2. Referencing External Dataset

  • It is another kind of RDD creation in which Spark RDD can be created from any data source supported by Hadoop such as HDFS, local file system, Cassandra, Amazon S3, HBase, and so on.
  • The supported files format for Apache Spark is SequenceFile, textfile, Hadoop InputFormat, and so on.
Scala scala> val distFile = sc.textFile("data.txt")
Java JavaRDD<String> distFile = sc.textFile("data.txt");
Python distFile = sc.textFile("data.txt")


RDD Operations

Apache Spark supports the following two types of RDD operations.

1. Transformations
2. Actions

Let us understand both operations.

1. Transformations

  • It is a set of operations that define how RDD would be transformed.
  • A new data set can be created based on the existing data set.
  • Example of Transformations are :- map(),filter(),flatMap() etc.

2. Actions

  • Actions perform computation on the data set and return the result to the driver program.
  • Example of Actions are:- reduce(), collect(),count(),first() etc.

Features of Apache Spark

There are many features of Apache Spark and a few of them are as below.

1. Speed

Apache Spark provides very optimum performance for batch processing as well as stream processing. It uses a state-of-the-art DAG scheduler, physical execution engine, and query optimizer to achieve this. It provides 100 times faster workload management compared to Hadoop.

2. In-Memory Computation

Apache spark can perform in-memory processing which increased the processing speed.

3. Fault Tolerance

Spark achieve fault tolerance through its core abstraction RDD, Even in case of failure in the worker node, the lost partition of RDD can be computed referring to the original one.

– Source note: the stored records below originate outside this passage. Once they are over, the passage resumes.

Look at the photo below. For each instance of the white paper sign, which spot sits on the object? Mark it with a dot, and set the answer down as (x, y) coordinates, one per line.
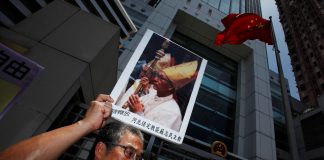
(171, 75)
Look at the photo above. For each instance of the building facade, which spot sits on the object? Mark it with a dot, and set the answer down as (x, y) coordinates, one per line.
(235, 93)
(302, 24)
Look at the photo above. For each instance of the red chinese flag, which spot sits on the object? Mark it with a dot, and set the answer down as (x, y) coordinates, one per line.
(241, 27)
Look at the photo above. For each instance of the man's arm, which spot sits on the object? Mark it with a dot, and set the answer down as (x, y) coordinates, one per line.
(52, 144)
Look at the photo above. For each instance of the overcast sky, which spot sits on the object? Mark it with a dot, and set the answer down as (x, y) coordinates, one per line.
(269, 8)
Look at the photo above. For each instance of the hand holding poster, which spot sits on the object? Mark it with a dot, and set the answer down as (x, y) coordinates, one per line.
(157, 90)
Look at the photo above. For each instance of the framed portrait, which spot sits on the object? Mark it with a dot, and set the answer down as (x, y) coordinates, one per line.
(157, 90)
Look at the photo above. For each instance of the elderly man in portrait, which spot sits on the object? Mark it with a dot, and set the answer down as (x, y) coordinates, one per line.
(159, 105)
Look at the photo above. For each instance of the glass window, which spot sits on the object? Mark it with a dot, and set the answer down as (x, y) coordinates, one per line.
(242, 6)
(216, 97)
(224, 6)
(235, 6)
(214, 3)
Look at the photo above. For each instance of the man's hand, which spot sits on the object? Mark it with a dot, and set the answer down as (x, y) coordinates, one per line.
(145, 84)
(98, 112)
(135, 104)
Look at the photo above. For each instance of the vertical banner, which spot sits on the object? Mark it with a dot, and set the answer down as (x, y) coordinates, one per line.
(157, 90)
(16, 73)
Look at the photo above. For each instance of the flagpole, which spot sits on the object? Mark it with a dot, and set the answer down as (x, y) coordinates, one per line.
(287, 110)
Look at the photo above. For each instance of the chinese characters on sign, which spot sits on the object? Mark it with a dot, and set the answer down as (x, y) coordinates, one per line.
(16, 73)
(158, 88)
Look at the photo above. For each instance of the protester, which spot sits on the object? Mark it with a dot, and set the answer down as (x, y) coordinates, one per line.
(121, 142)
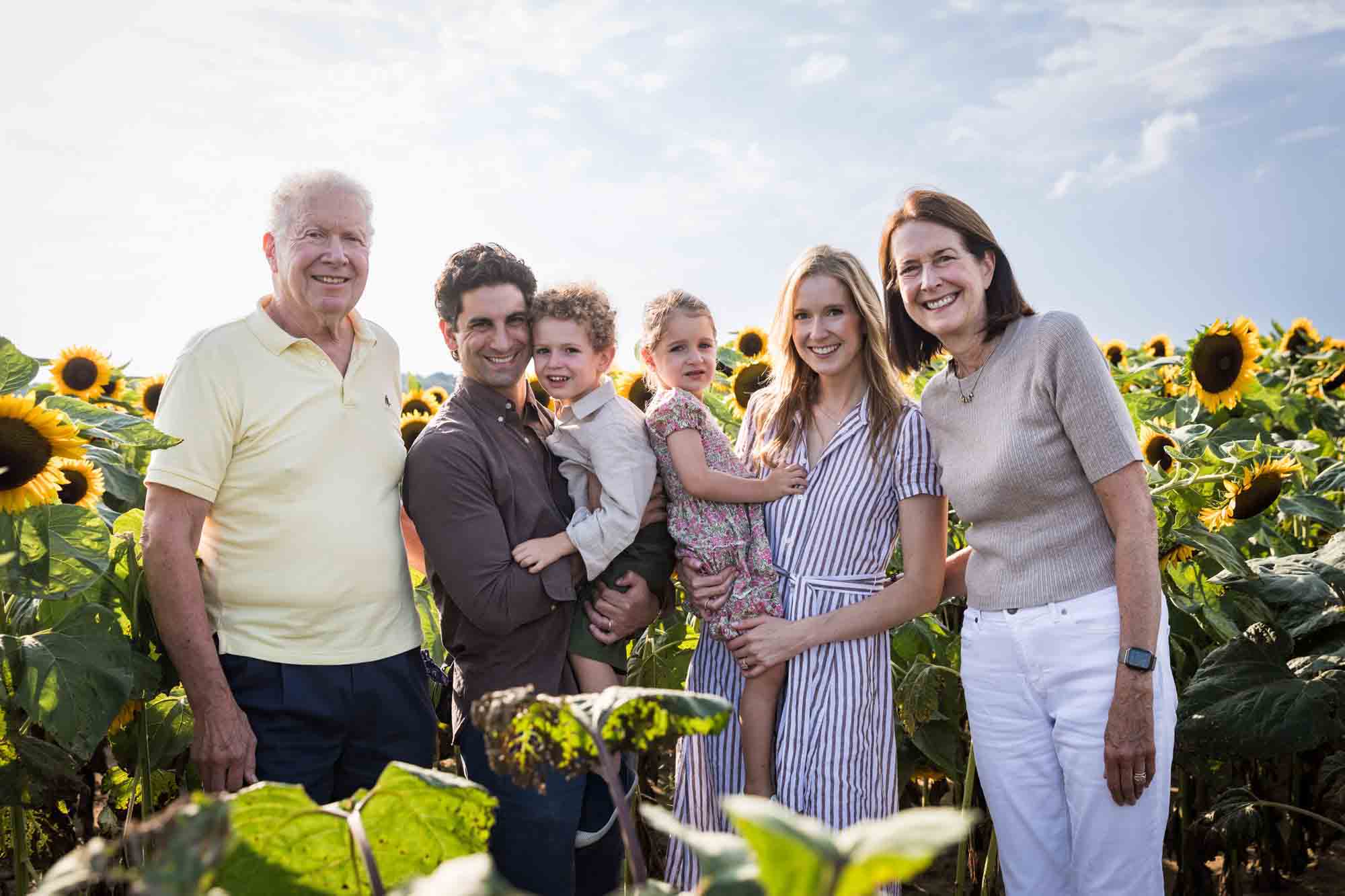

4. Real-Time Stream Processing

Apache spark can do real-time data processing which was not supported by Hadoop. Hadoop was able to process data that are already present in storage.

5. Multiple Languages

Apache Spark provides supports for multiple languages like Java, Python, R, and Scala.

6. Lazy Evaluation

All transformations in Spark are lazy which means they will not compute their results right away. The computation will take place only when an action is called.

7. Integrated with Hadoop YARN

Apache Spark can run independently and it can run on Hadoop YARN cluster manager as well.